Dai loro film provengono il gusto del paradosso, l’uso del campo lungo e della macchina fissa, il sapiente dosaggio dei silenzi e la sintetica naturalezza dei dialoghi, senza dimenticare che sia Jarmusch che Kaurismäki hanno più volte affrontato il rapporto tra cinema e musica. Eppure Linda Linda Linda è un film profondamente orientale, per niente svenduto a dinamiche occidentali (e ancora una volta, per contrasto, ci troviamo a fare i conti con la memoria di Nana), che analizza la società nipponica proponendo un punto di vista quantomeno inusuale quando non propriamente in controtendenza. Il liceo non prevede scene di bullismo (alle quali ci stanno sempre più abituando le pellicole dell’estremo oriente, dalla Corea del Sud al Giappone passando per la Thailandia e le Filippine), non ci sono amori eterni ostacolati nè invidie tra coetanei, non c’è neanche – e questa è forse la scelta narrativa più eversiva – la ritualizzazione formale solitamente ostentata soprattutto nei film giapponesi.

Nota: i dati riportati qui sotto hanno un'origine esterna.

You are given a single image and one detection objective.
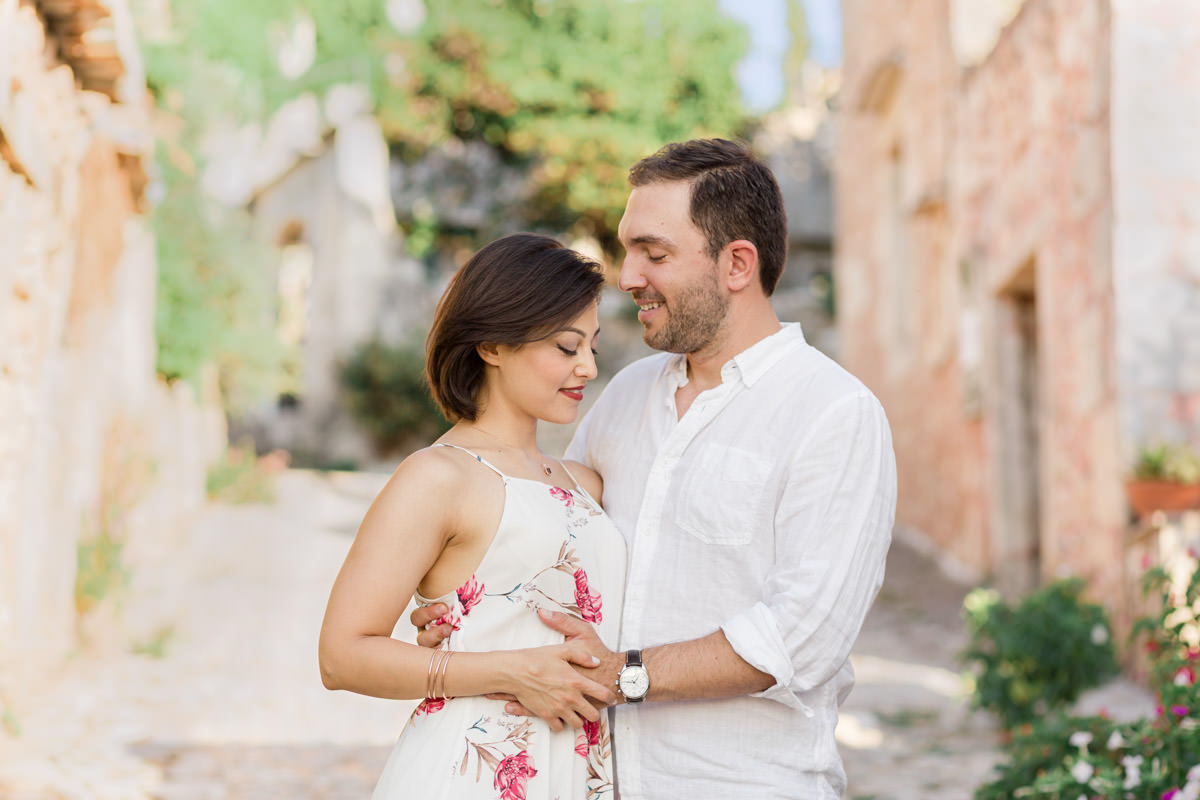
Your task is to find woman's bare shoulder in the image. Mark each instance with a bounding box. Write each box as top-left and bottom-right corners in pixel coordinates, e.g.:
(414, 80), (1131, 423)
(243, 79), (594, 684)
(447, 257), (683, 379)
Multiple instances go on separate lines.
(376, 445), (475, 505)
(563, 460), (603, 501)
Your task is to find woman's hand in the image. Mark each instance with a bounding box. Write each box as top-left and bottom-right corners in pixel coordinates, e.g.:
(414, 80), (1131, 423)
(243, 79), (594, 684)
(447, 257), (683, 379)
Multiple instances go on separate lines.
(500, 645), (616, 732)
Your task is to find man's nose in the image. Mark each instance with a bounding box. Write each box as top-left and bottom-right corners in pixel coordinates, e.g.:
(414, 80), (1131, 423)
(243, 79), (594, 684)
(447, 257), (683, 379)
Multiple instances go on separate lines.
(617, 256), (645, 293)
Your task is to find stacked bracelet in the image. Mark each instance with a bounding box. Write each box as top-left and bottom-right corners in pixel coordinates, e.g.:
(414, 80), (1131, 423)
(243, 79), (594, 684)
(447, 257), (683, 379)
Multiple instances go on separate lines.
(426, 647), (454, 700)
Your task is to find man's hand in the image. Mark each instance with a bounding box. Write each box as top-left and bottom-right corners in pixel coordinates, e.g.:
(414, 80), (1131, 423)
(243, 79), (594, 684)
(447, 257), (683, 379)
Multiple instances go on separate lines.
(410, 603), (454, 648)
(494, 609), (626, 716)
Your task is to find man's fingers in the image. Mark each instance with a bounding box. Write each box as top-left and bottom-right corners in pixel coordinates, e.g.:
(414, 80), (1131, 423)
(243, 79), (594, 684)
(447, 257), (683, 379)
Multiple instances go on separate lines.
(537, 607), (591, 637)
(564, 648), (602, 669)
(504, 701), (534, 717)
(410, 603), (448, 629)
(414, 624), (452, 648)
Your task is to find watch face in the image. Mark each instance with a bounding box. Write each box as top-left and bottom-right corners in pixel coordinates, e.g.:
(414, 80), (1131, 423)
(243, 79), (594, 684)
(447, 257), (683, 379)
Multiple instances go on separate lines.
(619, 666), (650, 699)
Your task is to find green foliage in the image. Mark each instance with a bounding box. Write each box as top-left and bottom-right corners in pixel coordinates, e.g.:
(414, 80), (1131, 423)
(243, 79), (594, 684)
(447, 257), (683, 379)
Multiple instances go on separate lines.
(340, 339), (449, 453)
(962, 579), (1119, 730)
(132, 625), (177, 660)
(206, 441), (280, 504)
(1134, 443), (1200, 485)
(75, 531), (129, 616)
(1, 697), (19, 737)
(383, 0), (750, 252)
(975, 563), (1200, 799)
(149, 0), (751, 254)
(152, 160), (284, 409)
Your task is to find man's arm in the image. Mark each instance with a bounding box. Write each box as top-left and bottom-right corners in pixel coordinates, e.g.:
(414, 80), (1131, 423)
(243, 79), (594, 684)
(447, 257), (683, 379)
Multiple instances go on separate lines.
(539, 614), (773, 703)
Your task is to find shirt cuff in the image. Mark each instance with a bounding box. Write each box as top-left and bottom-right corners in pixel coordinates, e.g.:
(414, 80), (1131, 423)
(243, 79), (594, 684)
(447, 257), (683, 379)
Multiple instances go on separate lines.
(721, 602), (813, 716)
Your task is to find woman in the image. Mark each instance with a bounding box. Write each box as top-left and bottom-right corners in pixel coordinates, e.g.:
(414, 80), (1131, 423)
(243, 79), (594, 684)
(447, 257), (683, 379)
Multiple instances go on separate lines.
(319, 233), (626, 799)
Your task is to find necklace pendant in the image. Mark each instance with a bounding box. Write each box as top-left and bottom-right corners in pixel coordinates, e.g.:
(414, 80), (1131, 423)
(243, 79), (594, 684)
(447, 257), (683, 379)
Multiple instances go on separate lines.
(543, 464), (552, 476)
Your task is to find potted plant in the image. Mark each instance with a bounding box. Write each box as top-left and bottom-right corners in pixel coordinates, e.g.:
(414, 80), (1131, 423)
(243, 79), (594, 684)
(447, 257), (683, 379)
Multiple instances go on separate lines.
(1125, 443), (1200, 518)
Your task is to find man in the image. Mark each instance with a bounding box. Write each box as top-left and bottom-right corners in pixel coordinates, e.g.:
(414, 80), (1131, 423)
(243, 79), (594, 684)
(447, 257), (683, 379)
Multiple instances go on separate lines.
(418, 138), (896, 798)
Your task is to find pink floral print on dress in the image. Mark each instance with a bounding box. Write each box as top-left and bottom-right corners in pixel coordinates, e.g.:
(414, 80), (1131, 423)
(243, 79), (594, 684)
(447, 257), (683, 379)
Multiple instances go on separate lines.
(574, 719), (601, 758)
(458, 575), (485, 616)
(494, 750), (537, 800)
(414, 697), (445, 716)
(573, 568), (602, 624)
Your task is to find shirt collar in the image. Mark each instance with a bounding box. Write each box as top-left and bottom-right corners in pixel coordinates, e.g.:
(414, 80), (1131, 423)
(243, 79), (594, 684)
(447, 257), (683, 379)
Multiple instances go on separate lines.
(662, 322), (808, 393)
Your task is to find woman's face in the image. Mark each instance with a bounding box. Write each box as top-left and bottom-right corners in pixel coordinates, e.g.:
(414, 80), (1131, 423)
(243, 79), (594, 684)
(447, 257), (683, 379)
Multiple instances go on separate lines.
(486, 302), (601, 425)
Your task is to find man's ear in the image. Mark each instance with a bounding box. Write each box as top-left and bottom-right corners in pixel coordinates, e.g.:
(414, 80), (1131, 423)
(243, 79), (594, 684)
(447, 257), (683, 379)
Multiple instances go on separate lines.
(725, 240), (759, 292)
(476, 342), (502, 367)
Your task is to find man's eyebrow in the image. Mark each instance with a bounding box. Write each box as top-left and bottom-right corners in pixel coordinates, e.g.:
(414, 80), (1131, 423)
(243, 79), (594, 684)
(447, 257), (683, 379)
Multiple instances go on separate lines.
(628, 234), (674, 248)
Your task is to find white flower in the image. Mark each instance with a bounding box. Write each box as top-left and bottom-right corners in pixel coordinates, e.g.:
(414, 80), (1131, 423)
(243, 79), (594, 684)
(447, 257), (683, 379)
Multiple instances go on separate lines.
(1122, 755), (1143, 790)
(1091, 624), (1109, 645)
(1072, 760), (1094, 784)
(1107, 730), (1125, 749)
(1070, 731), (1094, 749)
(1189, 763), (1200, 782)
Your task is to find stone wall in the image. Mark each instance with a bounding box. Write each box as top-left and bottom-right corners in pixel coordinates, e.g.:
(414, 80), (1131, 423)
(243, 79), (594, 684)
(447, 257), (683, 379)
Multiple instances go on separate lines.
(838, 0), (1130, 613)
(0, 0), (224, 700)
(1110, 0), (1200, 450)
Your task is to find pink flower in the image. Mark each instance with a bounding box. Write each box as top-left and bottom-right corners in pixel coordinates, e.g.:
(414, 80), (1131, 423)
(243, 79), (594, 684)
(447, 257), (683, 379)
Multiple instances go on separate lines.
(1172, 705), (1190, 717)
(549, 486), (574, 507)
(1163, 790), (1179, 800)
(432, 612), (461, 631)
(575, 719), (601, 758)
(1176, 666), (1195, 687)
(494, 750), (537, 800)
(573, 568), (603, 624)
(415, 697), (445, 716)
(457, 575), (484, 616)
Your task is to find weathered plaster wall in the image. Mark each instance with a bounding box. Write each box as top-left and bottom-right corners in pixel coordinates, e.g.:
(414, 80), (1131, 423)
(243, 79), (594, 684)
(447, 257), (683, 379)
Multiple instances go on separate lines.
(956, 0), (1125, 608)
(838, 0), (1127, 610)
(1111, 0), (1200, 451)
(0, 1), (224, 697)
(837, 0), (990, 576)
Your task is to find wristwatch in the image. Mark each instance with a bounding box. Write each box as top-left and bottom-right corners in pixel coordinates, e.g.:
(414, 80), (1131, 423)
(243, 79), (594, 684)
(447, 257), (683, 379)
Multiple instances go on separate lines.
(616, 649), (650, 703)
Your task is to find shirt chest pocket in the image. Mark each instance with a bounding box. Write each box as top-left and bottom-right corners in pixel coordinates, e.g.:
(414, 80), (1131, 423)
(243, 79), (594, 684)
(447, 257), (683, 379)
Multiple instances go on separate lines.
(675, 444), (774, 546)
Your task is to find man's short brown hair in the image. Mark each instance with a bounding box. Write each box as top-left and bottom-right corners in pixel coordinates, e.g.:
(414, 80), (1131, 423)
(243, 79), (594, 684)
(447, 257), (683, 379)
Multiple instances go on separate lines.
(628, 138), (788, 295)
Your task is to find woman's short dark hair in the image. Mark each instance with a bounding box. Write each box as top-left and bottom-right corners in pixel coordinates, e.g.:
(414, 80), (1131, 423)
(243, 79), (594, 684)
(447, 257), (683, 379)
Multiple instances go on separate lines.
(425, 233), (605, 422)
(628, 138), (788, 295)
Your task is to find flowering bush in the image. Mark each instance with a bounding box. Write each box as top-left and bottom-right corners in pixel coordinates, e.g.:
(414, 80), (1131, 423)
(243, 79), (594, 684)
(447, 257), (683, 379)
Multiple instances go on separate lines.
(962, 578), (1119, 730)
(974, 564), (1200, 799)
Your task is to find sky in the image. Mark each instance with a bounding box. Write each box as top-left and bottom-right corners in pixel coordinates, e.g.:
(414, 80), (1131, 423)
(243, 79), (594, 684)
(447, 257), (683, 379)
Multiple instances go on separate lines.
(717, 0), (842, 112)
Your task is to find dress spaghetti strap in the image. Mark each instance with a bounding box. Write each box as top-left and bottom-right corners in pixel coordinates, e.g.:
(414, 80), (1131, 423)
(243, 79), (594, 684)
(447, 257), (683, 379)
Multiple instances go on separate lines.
(433, 443), (507, 480)
(557, 460), (585, 493)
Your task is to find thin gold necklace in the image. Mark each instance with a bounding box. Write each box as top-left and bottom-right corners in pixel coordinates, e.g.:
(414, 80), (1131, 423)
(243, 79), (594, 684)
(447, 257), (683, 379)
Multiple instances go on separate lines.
(468, 426), (554, 477)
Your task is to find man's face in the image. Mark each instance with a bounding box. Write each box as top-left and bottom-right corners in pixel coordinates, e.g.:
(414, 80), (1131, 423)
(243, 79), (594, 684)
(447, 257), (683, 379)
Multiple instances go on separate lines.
(616, 181), (728, 354)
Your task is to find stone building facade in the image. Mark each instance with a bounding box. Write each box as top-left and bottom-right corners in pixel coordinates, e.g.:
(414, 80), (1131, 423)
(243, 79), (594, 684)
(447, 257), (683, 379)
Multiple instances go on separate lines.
(0, 0), (224, 700)
(204, 87), (429, 469)
(837, 0), (1200, 623)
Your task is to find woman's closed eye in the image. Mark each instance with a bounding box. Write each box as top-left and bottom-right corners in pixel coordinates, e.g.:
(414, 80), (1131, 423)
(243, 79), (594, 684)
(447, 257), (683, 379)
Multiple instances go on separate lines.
(557, 345), (598, 357)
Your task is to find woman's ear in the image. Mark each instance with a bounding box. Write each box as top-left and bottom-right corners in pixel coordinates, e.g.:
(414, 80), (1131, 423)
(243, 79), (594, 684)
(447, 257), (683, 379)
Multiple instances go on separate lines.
(476, 342), (502, 367)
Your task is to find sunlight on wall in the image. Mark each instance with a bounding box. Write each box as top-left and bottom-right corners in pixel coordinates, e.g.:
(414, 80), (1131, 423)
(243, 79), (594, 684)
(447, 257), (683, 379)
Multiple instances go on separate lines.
(950, 0), (1028, 67)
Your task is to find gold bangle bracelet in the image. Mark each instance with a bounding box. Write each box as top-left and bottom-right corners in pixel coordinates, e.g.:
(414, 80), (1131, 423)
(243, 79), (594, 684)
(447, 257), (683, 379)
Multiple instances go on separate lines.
(435, 650), (454, 699)
(426, 648), (448, 699)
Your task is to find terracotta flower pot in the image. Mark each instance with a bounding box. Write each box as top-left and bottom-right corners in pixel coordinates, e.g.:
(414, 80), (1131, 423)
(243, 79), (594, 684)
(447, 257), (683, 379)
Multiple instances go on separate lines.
(1125, 480), (1200, 518)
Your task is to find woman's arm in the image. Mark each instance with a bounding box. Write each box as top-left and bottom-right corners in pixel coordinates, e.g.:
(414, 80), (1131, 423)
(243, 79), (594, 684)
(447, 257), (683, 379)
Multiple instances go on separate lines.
(318, 448), (615, 730)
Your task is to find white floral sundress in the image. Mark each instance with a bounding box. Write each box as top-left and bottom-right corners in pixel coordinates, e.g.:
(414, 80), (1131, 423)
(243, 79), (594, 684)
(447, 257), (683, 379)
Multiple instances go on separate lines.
(371, 444), (627, 800)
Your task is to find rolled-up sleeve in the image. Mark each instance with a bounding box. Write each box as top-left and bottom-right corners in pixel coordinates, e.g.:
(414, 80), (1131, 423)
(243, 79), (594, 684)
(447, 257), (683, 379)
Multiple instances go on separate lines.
(721, 391), (896, 709)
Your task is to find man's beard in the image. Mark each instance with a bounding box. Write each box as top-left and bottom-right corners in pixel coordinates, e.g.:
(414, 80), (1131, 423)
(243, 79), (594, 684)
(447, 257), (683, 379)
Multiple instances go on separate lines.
(641, 271), (729, 355)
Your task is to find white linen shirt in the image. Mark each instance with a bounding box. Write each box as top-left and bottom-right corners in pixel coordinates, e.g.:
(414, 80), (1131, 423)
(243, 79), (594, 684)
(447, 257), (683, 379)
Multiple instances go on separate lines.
(566, 323), (896, 799)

Non ci sarebbero addirittura spettatori a premiare lo sforzo tremendo affrontato nelle prove musicali dalle quattro ragazzine se non fosse per un improvviso temporale estivo che impedisce lo svolgimento della festa liceale anche all’esterno dell’edificio, colpo di scena inatteso e geniale. Tutta l’enfasi che sarebbe stato comodo sfruttare per rendere epico un semplice istante di vita (e dunque snaturarlo, renderlo mito al di là di ogni possibile realtà) viene meno, sostituita da una genuinità sempre più rara nel cinema, soprattutto in progetti dedicati all’adolescenza come questo. Quando, dopo il successo di Linda Linda, Nozomi, Kei, Kyoko e Song si gettano a corpo morto sul secondo brano il montaggio stacca dalla diretta del concerto per trasportarci in tutti quei luoghi che, se solo il tempo avesse retto, sarebbero stati invasi da gente festante (l’esterno del liceo, la piscina, l’area degli armadietti) per poi proporci non i primi piani delle quattro – per quelli basterà aspettare qualche altro secondo, posti come anticipazione dei titoli di coda –, ma il totale della palestra dove si sta svolgendo la kermesse musicale, con un gruppetto di ragazzi esagitati e saltellanti ma con buona parte dell’uditorio sostanzialmente disinteressata al tutto, seduta in fondo alla sala. E questo particolare che potrebbe passare inosservato ci sembra, anche a distanza di settimane dalla visione del film, una dimostrazione di poesia così pura e spiazzante da lasciarci muti ad applaudire.
P.S.: un applauso a parte, senza fine come la seconda canzone dei Blue Hearts suonata al concerto, alla già citata Bae Doo-na e a Shiori Sekine, Yu Kashi e Aki Maeda: raramente è stato possibile apprezzare una recitazione sommessa e anti-spettacolare come quella messa in mostra da queste ragazze.